As we mentioned, (ii) follows similarly.
Lemma: Let $I \subseteq \mathbb{R}$ be an interval, $f : I \to \mathbb{R}$ be a function on $I$ differentiable at $c \in I$.
(i) if $f'(c) > 0$, there exists $\delta > 0$ such that $f(x) > f(c)$ for all $c < x < c + \delta$.
(ii) if $f'(c) < 0$, there exists $\delta > 0$ such that $f(x) > f(c)$ for all $c-\delta < x < c$.
Proof: We'll prove the first as the second follow similarly. Using essentially the same proof as the previous corollary: let $c \in I$ be such that $f'(c) > 0$. There exists $\delta > 0$ such that if $0 < |x-c|<\delta$ then $\displaystyle\frac{f(x)-f(c)}{x-c} > 0$ if $x-c > 0$, i.e. if $x$ is such that $c < x < c+\delta$ then $\displaystyle\frac{f(x)-f(c)}{x-c} > 0$. Multiplying by $x-c>0$ gives us $f(c) < f(x)$.
As we mentioned, (ii) follows similarly.
This leads us to Darboux's Theorem:
Theorem: (Darboux's) Let $f$ be differentiable on $I = [a,b]$, a closed and bounded interval.

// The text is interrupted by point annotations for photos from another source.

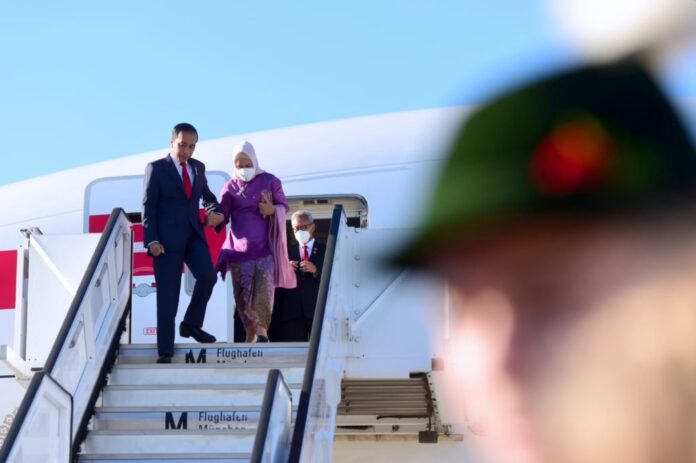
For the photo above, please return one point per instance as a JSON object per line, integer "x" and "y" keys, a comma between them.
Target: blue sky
{"x": 86, "y": 81}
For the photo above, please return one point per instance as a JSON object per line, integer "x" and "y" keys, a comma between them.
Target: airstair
{"x": 99, "y": 398}
{"x": 205, "y": 406}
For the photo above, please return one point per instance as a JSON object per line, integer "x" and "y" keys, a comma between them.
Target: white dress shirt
{"x": 179, "y": 169}
{"x": 310, "y": 246}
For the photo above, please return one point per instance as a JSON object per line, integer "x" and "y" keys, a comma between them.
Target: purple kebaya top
{"x": 248, "y": 235}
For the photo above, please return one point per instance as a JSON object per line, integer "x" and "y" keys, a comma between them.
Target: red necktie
{"x": 187, "y": 180}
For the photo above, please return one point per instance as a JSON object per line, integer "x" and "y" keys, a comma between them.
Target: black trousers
{"x": 168, "y": 277}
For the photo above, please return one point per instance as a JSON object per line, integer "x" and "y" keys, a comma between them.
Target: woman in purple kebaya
{"x": 255, "y": 251}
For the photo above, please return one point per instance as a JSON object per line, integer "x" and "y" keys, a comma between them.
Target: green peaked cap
{"x": 600, "y": 139}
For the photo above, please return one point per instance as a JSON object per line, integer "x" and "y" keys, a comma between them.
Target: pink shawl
{"x": 284, "y": 276}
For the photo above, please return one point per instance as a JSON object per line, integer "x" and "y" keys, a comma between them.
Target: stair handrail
{"x": 75, "y": 391}
{"x": 338, "y": 224}
{"x": 276, "y": 416}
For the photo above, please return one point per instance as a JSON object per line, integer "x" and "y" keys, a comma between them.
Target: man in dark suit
{"x": 293, "y": 309}
{"x": 174, "y": 187}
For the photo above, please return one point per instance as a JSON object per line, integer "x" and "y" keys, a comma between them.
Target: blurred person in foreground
{"x": 565, "y": 224}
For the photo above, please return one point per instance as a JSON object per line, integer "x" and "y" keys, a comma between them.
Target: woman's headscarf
{"x": 247, "y": 149}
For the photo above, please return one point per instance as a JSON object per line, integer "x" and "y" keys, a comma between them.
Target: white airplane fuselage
{"x": 389, "y": 160}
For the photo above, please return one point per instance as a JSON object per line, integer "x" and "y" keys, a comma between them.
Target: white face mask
{"x": 246, "y": 174}
{"x": 302, "y": 236}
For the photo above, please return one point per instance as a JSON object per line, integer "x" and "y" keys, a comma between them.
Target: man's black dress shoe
{"x": 188, "y": 331}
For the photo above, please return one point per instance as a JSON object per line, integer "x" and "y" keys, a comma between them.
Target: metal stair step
{"x": 170, "y": 442}
{"x": 201, "y": 373}
{"x": 196, "y": 395}
{"x": 218, "y": 353}
{"x": 163, "y": 418}
{"x": 164, "y": 458}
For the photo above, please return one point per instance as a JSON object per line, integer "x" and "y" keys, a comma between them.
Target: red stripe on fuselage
{"x": 142, "y": 263}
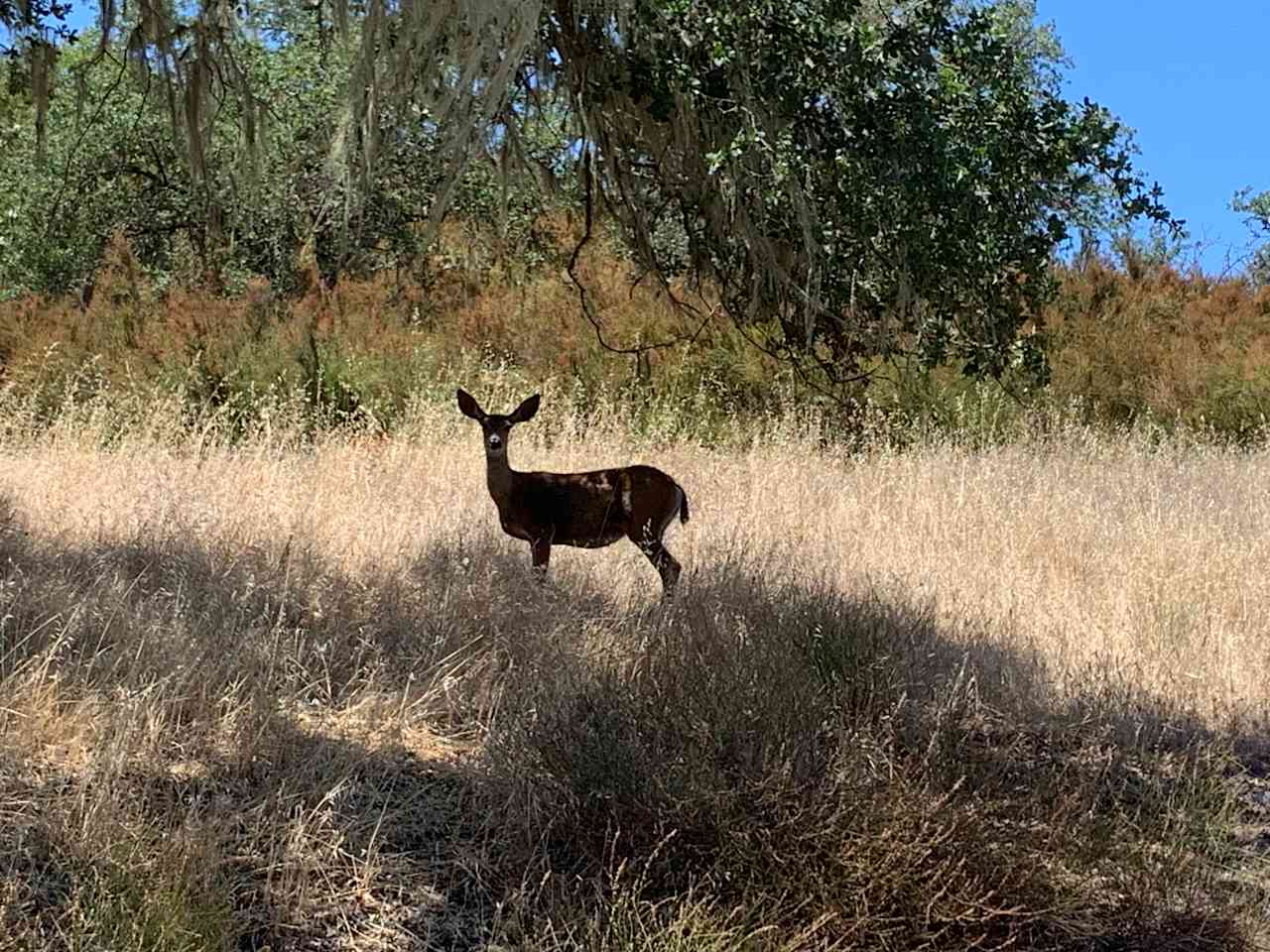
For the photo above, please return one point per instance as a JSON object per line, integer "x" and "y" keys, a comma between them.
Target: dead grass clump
{"x": 1188, "y": 349}
{"x": 841, "y": 774}
{"x": 937, "y": 698}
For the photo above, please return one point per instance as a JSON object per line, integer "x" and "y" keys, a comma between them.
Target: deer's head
{"x": 495, "y": 426}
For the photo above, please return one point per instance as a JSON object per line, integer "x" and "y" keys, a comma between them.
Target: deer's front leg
{"x": 541, "y": 551}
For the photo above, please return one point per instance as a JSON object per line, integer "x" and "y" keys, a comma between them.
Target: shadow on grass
{"x": 837, "y": 770}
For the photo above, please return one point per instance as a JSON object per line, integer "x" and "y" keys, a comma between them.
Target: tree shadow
{"x": 327, "y": 830}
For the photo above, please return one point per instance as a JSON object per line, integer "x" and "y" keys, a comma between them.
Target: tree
{"x": 856, "y": 181}
{"x": 1257, "y": 211}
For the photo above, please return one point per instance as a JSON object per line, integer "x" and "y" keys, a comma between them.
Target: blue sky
{"x": 1194, "y": 81}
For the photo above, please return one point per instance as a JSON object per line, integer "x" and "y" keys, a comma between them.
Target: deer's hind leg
{"x": 652, "y": 546}
{"x": 540, "y": 551}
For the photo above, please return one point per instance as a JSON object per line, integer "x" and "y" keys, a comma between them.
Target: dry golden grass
{"x": 305, "y": 696}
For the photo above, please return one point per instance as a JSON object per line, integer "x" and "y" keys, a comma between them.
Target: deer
{"x": 581, "y": 509}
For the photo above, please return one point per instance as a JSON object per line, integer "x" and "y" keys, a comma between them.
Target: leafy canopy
{"x": 857, "y": 181}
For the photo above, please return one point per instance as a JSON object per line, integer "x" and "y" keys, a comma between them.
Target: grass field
{"x": 296, "y": 693}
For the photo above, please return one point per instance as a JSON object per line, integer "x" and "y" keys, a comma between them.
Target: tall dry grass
{"x": 303, "y": 693}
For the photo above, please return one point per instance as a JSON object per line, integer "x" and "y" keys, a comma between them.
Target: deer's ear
{"x": 526, "y": 411}
{"x": 467, "y": 407}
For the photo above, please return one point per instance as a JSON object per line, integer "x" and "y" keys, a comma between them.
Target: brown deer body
{"x": 583, "y": 509}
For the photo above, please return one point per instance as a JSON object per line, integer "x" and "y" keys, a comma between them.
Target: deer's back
{"x": 588, "y": 509}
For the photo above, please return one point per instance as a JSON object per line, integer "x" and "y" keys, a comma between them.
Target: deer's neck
{"x": 498, "y": 477}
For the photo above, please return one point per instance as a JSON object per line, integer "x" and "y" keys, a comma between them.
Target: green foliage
{"x": 879, "y": 185}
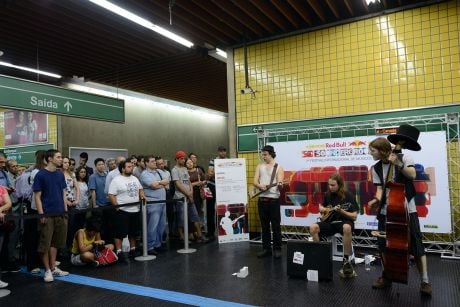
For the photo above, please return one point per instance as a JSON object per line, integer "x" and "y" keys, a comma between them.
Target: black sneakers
{"x": 347, "y": 270}
{"x": 264, "y": 253}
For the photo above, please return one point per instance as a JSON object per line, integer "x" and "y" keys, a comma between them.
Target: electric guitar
{"x": 256, "y": 191}
{"x": 331, "y": 213}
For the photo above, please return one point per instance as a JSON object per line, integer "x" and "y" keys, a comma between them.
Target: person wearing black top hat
{"x": 269, "y": 175}
{"x": 399, "y": 168}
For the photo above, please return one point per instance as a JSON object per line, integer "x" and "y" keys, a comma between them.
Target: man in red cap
{"x": 181, "y": 178}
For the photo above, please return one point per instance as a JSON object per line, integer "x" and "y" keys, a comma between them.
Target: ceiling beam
{"x": 301, "y": 10}
{"x": 332, "y": 6}
{"x": 318, "y": 9}
{"x": 227, "y": 7}
{"x": 349, "y": 6}
{"x": 288, "y": 13}
{"x": 273, "y": 16}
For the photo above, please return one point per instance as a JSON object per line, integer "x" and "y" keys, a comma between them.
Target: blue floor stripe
{"x": 160, "y": 294}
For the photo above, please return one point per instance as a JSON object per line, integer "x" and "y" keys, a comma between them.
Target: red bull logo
{"x": 357, "y": 143}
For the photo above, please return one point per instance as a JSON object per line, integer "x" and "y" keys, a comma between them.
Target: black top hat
{"x": 407, "y": 137}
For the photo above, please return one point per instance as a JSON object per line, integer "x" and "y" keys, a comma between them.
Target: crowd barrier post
{"x": 186, "y": 249}
{"x": 145, "y": 256}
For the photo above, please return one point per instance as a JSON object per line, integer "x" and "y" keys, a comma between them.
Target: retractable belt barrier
{"x": 20, "y": 216}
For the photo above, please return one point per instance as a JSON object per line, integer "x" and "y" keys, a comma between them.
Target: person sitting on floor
{"x": 338, "y": 213}
{"x": 85, "y": 241}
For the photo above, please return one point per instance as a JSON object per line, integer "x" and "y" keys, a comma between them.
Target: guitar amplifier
{"x": 306, "y": 255}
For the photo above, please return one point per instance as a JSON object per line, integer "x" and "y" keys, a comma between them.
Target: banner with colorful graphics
{"x": 25, "y": 128}
{"x": 308, "y": 165}
{"x": 231, "y": 200}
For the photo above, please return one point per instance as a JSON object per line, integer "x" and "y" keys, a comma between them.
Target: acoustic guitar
{"x": 331, "y": 213}
{"x": 256, "y": 191}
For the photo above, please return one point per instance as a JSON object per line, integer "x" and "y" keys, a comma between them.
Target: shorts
{"x": 192, "y": 213}
{"x": 53, "y": 233}
{"x": 330, "y": 229}
{"x": 76, "y": 260}
{"x": 127, "y": 224}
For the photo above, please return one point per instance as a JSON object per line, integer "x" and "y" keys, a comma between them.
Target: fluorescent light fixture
{"x": 141, "y": 21}
{"x": 41, "y": 72}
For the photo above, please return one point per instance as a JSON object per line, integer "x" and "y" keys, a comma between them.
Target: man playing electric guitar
{"x": 339, "y": 211}
{"x": 267, "y": 173}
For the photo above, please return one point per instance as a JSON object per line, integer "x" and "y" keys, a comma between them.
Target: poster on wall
{"x": 308, "y": 165}
{"x": 231, "y": 200}
{"x": 24, "y": 127}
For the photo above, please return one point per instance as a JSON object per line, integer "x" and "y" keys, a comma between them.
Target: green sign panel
{"x": 25, "y": 154}
{"x": 37, "y": 97}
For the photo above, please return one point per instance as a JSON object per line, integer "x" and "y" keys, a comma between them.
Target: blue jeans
{"x": 156, "y": 223}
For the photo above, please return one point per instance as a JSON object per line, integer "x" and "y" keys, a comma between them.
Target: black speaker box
{"x": 316, "y": 256}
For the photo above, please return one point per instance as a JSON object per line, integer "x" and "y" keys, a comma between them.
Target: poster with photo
{"x": 231, "y": 200}
{"x": 25, "y": 128}
{"x": 308, "y": 165}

If there exists $k \in \mathbb{R}$ between $f'(a)$ and $f'(b)$ then there exists $c \in (a,b)$ such that $f'(c) = k$.
Proof: Suppose WLOG that $f'(a) < k < f'(b)$. Define $g(x) = kx - f(x)$. $g(x)$ is also differentiable on $I$. In particular, $g$ is continuous on $I$, so $g(x)$ attains a maximum on $I$. $g'(a) = k - f'(a) > 0$. Thus by the previous lemma, the maximum is not attained at $x = a$. Similarly, $g'(b) = k - f'(b) < 0$, so again the maximum of $g$ is not attained at $b$. Let $c \in (a,b)$ be the point where $g$ attains its maximum by the theorem. As we saw last time, $g'(c) = 0 = k - f'(c)$, i.e. $f'(c) = k$.
Here is a nice application of the above theorem: imagine being given some function $g(x)$ defined by:
$$ g(x) = \left\{ \begin{array}{rl} -1 & : x \in [-1,0)\\ 0 & : x = 0 \\ 1 & : x \in (0, 1] \end{array} \right. $$
Is $g$ the derivative of some function $f$ on $[-1,1]$? No! (emphasis via the prof) by Darboux's theorem.